Estos dos casos muestran el progresivo irrespeto que le están profesando diversos sectores a nuestra Fuerza Pública, a la que la Constitución le otorga la responsabilidad de preservar la vida, honra y bienes de los colombianos. Irrespeto auspiciado, directa o indirectamente, por un gobierno que parece más preocupado por bajarle el tono a la agresión para no incriminar a los victimarios en posibles conductas punibles, que en proteger y hacer respetar a los soldados y policías.

Esa actitud del Presidente y de los ministros de Defensa y del Interior ha generado malestar en las filas castrenses. Que se suma al desconcierto que ocasionó entre los militares la decisión del Gobierno de hacerlos permanecer en sus cuarteles, con el supuesto fin de que no interfieran en los procesos de paz que se adelantan con grupos ilegales.

Mientras tanto, el Gobierno le da todo el reconocimiento a instituciones difusas y etéreas como la Guardia Campesina. El país ha apreciado con estupor cómo los resguardos indígenas, y sus zonas aledañas, se convirtieron de tiempo atrás en territorio vedado para la Fuerza Pública, porque en esos sectores la Guardia Indígena ejerce la autoridad. Impulsada por ese mal ejemplo, ha surgido la Guardia Campesina que también pretende suplantar al Estado en varias zonas del país. Así mientras el Gobierno les da reconocimiento a estas organizaciones no protege como debiera a los encargados de ejercer la autoridad en todo el territorio nacional.

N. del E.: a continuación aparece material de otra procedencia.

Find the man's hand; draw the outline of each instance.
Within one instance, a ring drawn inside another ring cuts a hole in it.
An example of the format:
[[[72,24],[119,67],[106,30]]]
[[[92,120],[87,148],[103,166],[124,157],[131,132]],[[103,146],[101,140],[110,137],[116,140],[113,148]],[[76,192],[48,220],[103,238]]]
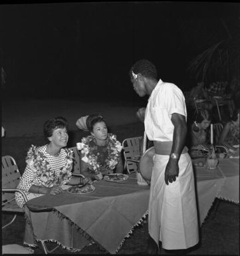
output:
[[[58,187],[55,186],[51,188],[49,188],[49,193],[51,195],[57,195],[58,193],[60,193],[63,192],[63,190],[60,187]]]
[[[137,118],[142,122],[144,122],[146,108],[140,108],[136,113]]]
[[[178,174],[178,161],[170,158],[165,169],[165,183],[168,185],[168,182],[175,182]]]

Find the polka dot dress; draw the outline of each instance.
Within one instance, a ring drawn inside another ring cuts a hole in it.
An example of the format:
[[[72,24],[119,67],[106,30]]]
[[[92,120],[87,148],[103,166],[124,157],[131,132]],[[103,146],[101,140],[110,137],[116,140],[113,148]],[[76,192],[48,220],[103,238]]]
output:
[[[66,150],[62,148],[59,154],[57,156],[54,156],[47,153],[47,145],[40,146],[37,148],[37,149],[39,152],[43,153],[45,160],[49,163],[48,166],[51,169],[51,174],[55,174],[57,178],[60,177],[62,175],[62,171],[60,169],[64,167],[66,164]],[[31,148],[29,149],[29,151],[30,150]],[[68,180],[69,178],[64,180],[62,184],[67,183]],[[29,188],[32,186],[32,185],[43,186],[42,181],[40,180],[39,177],[37,176],[36,170],[33,169],[33,166],[30,167],[29,165],[27,164],[25,170],[20,180],[20,182],[17,186],[17,188],[24,191],[28,200],[38,196],[43,195],[43,194],[41,193],[33,193],[29,192]],[[53,186],[53,184],[51,184],[48,187],[50,188]],[[19,207],[23,207],[23,204],[25,203],[25,201],[23,197],[20,193],[15,193],[15,200],[17,205]]]

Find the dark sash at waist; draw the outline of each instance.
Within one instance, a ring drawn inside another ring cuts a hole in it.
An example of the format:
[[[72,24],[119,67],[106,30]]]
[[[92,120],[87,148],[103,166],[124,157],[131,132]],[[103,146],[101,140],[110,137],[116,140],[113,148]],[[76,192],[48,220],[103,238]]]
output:
[[[172,142],[154,141],[156,154],[158,155],[170,155],[172,151]],[[187,153],[188,148],[184,146],[181,154]]]

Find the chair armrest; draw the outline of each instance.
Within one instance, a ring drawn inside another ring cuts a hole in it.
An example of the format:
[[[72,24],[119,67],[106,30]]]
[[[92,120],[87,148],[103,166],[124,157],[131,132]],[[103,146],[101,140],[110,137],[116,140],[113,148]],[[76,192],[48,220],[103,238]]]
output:
[[[2,188],[2,192],[5,193],[13,193],[13,192],[19,192],[23,197],[24,201],[27,201],[27,198],[26,194],[23,191],[18,190],[17,188]]]
[[[82,178],[86,178],[83,174],[76,174],[76,173],[74,173],[74,172],[72,173],[72,176],[78,176],[78,177],[82,177]]]
[[[128,162],[132,162],[133,163],[139,163],[140,162],[140,160],[134,160],[134,159],[126,159],[126,163],[127,163]]]
[[[216,145],[215,147],[216,147],[216,148],[223,148],[223,149],[225,150],[225,151],[226,152],[227,154],[229,152],[229,150],[228,150],[228,148],[226,148],[226,147],[224,146]]]

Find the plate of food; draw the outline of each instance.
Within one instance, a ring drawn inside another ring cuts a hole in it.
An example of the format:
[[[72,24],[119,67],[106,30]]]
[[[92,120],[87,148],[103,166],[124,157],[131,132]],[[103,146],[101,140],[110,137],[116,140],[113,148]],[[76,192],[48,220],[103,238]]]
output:
[[[104,176],[104,179],[107,182],[124,182],[128,179],[128,175],[123,174],[106,174]]]
[[[92,193],[95,190],[95,187],[92,185],[86,184],[86,185],[79,185],[74,186],[71,188],[69,188],[66,191],[70,193],[73,193],[74,195],[83,195],[85,193]]]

Es inadmisible que surjan territorios en los que la Fuerza Pública no puede actuar. Y más grave aún es que se vuelva costumbre agredir a los soldados y policías que están cumpliendo con su deber.

El Gobierno, en vez de minimizar esos hechos tan graves, debe exigir que la ciudadanía les dé a las Fuerzas Armadas y a la Policía el respeto que merecen y que se acate sin cuestionamiento alguno su autoridad.